Usage of SAS in Credit Card Fraud Detection,” presented by GE employee Clint Rickards, began by introducing the most common types of credit card fraud and contrasting challenges faced by PLCC (store card) vs. bank card issuers. He presented the following interesting statistic: half of all credit card fraud as measured in dollar amounts occurs in only six states (CA, TX, FL, NJ, NY, and MI). He then discussed the general architecture of GE’s Risk Assessment Platform (RAP) designed to detect both real-time and post-transaction fraud, which uses the full SAS Business Intelligence suite of products: SAS/Intrnet, Enterprise Guide, Data Integration Studio, Management Console, SAS/Scalable Performance Data Server, and Platform Flow Manager/Calendar Editor. Finally, he stressed the importance of automated processes, reusable code, large jobs broken into smaller pieces to allow for easier debugging, and separation between the testing and production environment.

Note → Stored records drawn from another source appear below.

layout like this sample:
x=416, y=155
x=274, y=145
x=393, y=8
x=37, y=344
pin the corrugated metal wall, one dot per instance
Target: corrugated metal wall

Next, Janine Johnson of ISO Innovative Analytics presented “Mining Text for Suspicious P&C Claims,” describing how her consulting firm developed an automated (labor intensive, but cost effective) process in Base SAS for “mining” insurance claim adjusters’ notes in an unstructured text field to get data for use in a predictive model. She introduced the process of text mining as follows: information retrieval, natural language processing, creating structured data from unstructured text, and evaluating structured outputs (classification, clustering, association, etc.). Before beginning this process, she emphasized the necessity of consulting a domain expert (in this case, someone in the P&C industry familiar with industry jargon and non-standard abbreviations). She then organized her own project into five steps of an iterative process: cleaning the text (using upcase, compress, translate, and combl functions), standardizing terms (using regular expression functions prxparse, prxposn, prxchange, as well as scan and tranwrd), identifying words associated with suspicious claims and grouping them into concepts (“concept generation”), flagging records with those suspicious phrases, and finally using proc freq with the chi squared option to evaluate lift.

HASUG Meeting Notes: February 2011

The first quarter HASUG Meeting on February 24, 2011, took place at Case Memorial Library in Orange, CT from 10 am -1 pm.

Santosh Bari, a SAS-certified professional currently with eClinical Solutions (a division of Eliassen Group in New London, CT), opened the meeting with his presentation on Proc Report: A Step-by-Step Introduction to Proc Report and Advanced Techniques. Proc Report is a powerful report-generating procedure which combines many of the features of Proc Print, Proc Sort, Proc Means, Proc Freq, and Proc Tabulate. Mr. Bari’s presentation was a very in-depth discussion of proc report options and attributes which included code samples alongside corresponding sample output. He did a very thorough job of presenting the wide array of functionality included in proc report, including more advanced, lesser-known topics such as BREAK BEFORE/AFTER statements, COMPUTE blocks, and PANELS and FLOW options.

Following Mr. Bari, Charles Patridge of ISO Innovative Analytics presented Best Practices: Using SAS Effectively/Efficiently. His presentation, a compilation of a number of popular past topics, included the introduction of an effective naming convention for programs and files along with compelling reasons for creating such a naming system, creation of data dictionaries in Excel with the use of a proc contents-based macro, and central macro autocall libraries. Mr. Patridge used his many years of past consulting experience to argue for spending a little time up-front to organize and name one’s programs and data sets in such a way that makes transparent the order of execution of the programs and the origin of the datasets. When dataset names correspond to the names of the programs which created them, this makes a project self-documenting and easier to hand off to others.